Monday

Losing Weight, Step By Step...


We all know that walking burns calories, but just how many calories does it burn?

In general, an 11 stone person walking at average speed (from 2 to 3½ miles per hour) can count on burning about 80 calories a mile. This amount increases with your weight, your speed, and the shortness of your legs (the number of steps you need to take). For example, a 14 stone person will burn about 30 per cent more calories than an 11 stone person, and so on.

So a brisk walk, covering 3½ miles in an hour, burns about 280 calories. When repeated each day, this excellent habit burns almost 4000 calories (more than a pound of body fat) every 2 weeks.

Okay, so this rate of weight-loss might seem like a long way from the "pound-a-day" claims of some crash diets. But when you combine walking with sensible eating habits, a balanced diet with moderate portion sizes and fewer fats and sweets, all this can soon translate into a better-toned and healthier body.

But here’s the thing… walking does more than just burn calories.
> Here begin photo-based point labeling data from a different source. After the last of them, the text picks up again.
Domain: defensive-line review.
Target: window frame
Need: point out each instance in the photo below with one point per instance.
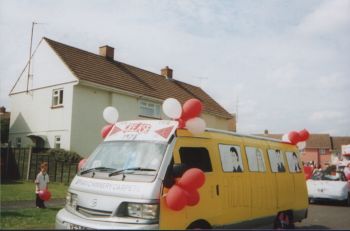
(283, 160)
(57, 142)
(57, 97)
(258, 170)
(18, 142)
(240, 158)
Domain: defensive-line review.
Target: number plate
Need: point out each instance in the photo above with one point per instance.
(75, 227)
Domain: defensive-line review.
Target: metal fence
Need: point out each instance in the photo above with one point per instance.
(24, 163)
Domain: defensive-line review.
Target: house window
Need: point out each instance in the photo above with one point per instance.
(57, 97)
(149, 109)
(57, 143)
(18, 142)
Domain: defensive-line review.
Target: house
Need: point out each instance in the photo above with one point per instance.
(58, 100)
(4, 126)
(321, 149)
(341, 148)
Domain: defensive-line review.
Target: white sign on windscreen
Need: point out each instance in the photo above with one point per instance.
(145, 130)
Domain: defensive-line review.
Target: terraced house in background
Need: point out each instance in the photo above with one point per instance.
(58, 100)
(321, 149)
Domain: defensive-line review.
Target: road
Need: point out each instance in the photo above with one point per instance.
(326, 215)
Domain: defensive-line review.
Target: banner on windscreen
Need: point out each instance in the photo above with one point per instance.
(145, 130)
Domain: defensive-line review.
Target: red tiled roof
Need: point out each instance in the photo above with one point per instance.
(338, 141)
(314, 141)
(97, 69)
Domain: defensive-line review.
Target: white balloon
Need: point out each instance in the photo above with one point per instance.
(172, 108)
(285, 138)
(110, 114)
(196, 125)
(301, 145)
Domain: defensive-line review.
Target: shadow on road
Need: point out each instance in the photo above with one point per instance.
(317, 227)
(329, 203)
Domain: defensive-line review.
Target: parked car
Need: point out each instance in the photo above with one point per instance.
(322, 187)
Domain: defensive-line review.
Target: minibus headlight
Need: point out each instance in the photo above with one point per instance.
(145, 211)
(71, 199)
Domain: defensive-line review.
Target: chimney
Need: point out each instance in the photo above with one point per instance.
(107, 52)
(167, 72)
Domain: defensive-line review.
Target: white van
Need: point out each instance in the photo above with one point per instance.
(124, 182)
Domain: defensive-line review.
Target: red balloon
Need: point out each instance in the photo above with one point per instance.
(192, 179)
(105, 130)
(182, 123)
(45, 195)
(81, 163)
(176, 198)
(304, 134)
(294, 137)
(191, 108)
(193, 197)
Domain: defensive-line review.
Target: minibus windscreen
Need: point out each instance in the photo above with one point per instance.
(125, 157)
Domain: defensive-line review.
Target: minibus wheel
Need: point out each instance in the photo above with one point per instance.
(199, 224)
(284, 220)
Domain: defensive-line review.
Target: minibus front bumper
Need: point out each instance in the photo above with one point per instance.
(67, 220)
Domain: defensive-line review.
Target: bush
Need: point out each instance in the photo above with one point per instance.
(64, 155)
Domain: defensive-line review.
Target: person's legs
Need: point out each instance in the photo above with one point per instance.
(37, 201)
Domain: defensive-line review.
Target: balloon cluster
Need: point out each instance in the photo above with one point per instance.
(187, 115)
(110, 114)
(297, 138)
(185, 191)
(45, 195)
(81, 164)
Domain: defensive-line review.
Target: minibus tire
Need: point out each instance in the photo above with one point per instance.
(284, 220)
(199, 224)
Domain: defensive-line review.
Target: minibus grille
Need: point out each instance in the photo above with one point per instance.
(93, 212)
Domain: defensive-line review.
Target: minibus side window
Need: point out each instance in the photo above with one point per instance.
(256, 160)
(196, 157)
(231, 158)
(293, 162)
(276, 160)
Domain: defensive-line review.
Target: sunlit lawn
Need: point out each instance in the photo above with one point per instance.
(25, 190)
(28, 218)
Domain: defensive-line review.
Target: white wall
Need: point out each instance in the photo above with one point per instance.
(32, 114)
(31, 111)
(87, 119)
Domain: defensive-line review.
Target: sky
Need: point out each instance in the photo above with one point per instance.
(280, 65)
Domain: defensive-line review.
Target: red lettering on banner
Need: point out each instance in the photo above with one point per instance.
(164, 132)
(114, 130)
(137, 127)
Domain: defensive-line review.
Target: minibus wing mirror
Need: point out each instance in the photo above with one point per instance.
(179, 169)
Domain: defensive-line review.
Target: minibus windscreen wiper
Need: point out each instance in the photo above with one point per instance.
(97, 168)
(126, 169)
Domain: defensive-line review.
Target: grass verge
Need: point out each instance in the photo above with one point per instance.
(28, 218)
(25, 190)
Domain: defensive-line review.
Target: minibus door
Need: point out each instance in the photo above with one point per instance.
(196, 153)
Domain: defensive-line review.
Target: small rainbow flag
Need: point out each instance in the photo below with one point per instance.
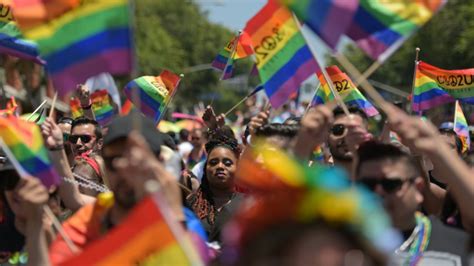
(25, 142)
(154, 93)
(435, 86)
(461, 127)
(380, 27)
(103, 43)
(328, 19)
(143, 238)
(346, 89)
(284, 60)
(225, 58)
(11, 40)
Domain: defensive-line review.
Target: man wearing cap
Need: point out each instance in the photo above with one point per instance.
(131, 159)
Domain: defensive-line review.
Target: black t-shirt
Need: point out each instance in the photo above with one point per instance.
(447, 246)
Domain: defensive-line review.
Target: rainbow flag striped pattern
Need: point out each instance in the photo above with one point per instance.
(284, 60)
(461, 127)
(26, 144)
(103, 43)
(225, 59)
(143, 238)
(154, 93)
(435, 86)
(380, 27)
(346, 89)
(11, 39)
(328, 19)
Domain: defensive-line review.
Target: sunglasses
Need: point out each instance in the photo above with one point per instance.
(388, 185)
(84, 138)
(338, 130)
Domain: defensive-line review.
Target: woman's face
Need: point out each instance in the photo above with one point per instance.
(220, 168)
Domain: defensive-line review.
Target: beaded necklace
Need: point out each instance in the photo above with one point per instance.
(419, 239)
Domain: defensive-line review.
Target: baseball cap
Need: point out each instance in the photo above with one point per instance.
(121, 127)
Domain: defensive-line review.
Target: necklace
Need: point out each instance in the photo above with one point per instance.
(418, 240)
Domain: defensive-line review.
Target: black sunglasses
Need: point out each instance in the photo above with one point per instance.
(389, 185)
(84, 138)
(338, 129)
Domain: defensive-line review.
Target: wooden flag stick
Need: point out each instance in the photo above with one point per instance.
(368, 88)
(60, 229)
(36, 110)
(323, 70)
(413, 84)
(53, 104)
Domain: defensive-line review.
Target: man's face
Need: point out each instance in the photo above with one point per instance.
(119, 183)
(83, 138)
(392, 181)
(337, 144)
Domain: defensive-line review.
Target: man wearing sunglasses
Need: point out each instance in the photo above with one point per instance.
(394, 175)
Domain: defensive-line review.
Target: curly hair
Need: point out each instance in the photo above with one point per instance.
(202, 201)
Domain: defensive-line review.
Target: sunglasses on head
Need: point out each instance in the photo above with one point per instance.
(84, 138)
(338, 129)
(388, 185)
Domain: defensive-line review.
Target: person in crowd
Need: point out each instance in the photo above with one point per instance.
(86, 140)
(131, 160)
(198, 153)
(394, 175)
(216, 198)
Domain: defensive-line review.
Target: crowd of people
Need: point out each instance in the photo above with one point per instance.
(258, 196)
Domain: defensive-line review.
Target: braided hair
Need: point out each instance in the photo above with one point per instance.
(202, 201)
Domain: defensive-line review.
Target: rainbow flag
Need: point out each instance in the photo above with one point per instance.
(11, 40)
(284, 60)
(461, 127)
(328, 19)
(346, 89)
(25, 142)
(380, 27)
(435, 86)
(154, 93)
(143, 238)
(103, 43)
(243, 50)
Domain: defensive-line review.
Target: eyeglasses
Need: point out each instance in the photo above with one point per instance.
(389, 185)
(84, 138)
(338, 130)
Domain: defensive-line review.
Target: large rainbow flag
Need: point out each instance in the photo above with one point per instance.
(81, 42)
(153, 93)
(225, 59)
(328, 19)
(284, 60)
(11, 40)
(25, 142)
(346, 89)
(380, 27)
(461, 127)
(143, 238)
(435, 86)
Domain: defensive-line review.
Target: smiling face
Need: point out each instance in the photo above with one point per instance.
(337, 144)
(220, 168)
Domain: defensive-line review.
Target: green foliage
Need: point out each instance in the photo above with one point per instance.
(175, 35)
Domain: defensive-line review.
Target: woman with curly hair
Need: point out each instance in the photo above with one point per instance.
(216, 200)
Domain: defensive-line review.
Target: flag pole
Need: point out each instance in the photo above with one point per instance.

It also burns fat (which is more important), meaning that weight loss in this moderate range (one or two pounds of body-fat a week) is easier to maintain. In contrast, higher weight-loss rates tend to involve losses of water and lean muscle, as well as body fat.

If you are out of shape or overweight, your goal in getting started should be to walk as far as you can for as long as you can. Don't worry about speed. You'll be able to burn more calories by keeping to a moderate pace, walking for a longer time and thus covering more distance.

Walking's weight-loss potential is just as flexible as you are. So as your fitness level increases, you can raise the intensity of your program to increase the number of calories you burn. For example, walking at a brisk pace of four or five miles per hour and vigorously pumping your arms (Power walking), or hiking with a backpack are just two of the possible options for boosting the intensity of your walking routine.

In fact, power-walking can actually burn more calories than can slow jogging. At high power-walking speeds (like six or seven miles per hour), your body yearns to break into a jog. Forcing yourself to continue walking by keeping at least one foot on the ground at all times takes more energy than jogging at the same speed.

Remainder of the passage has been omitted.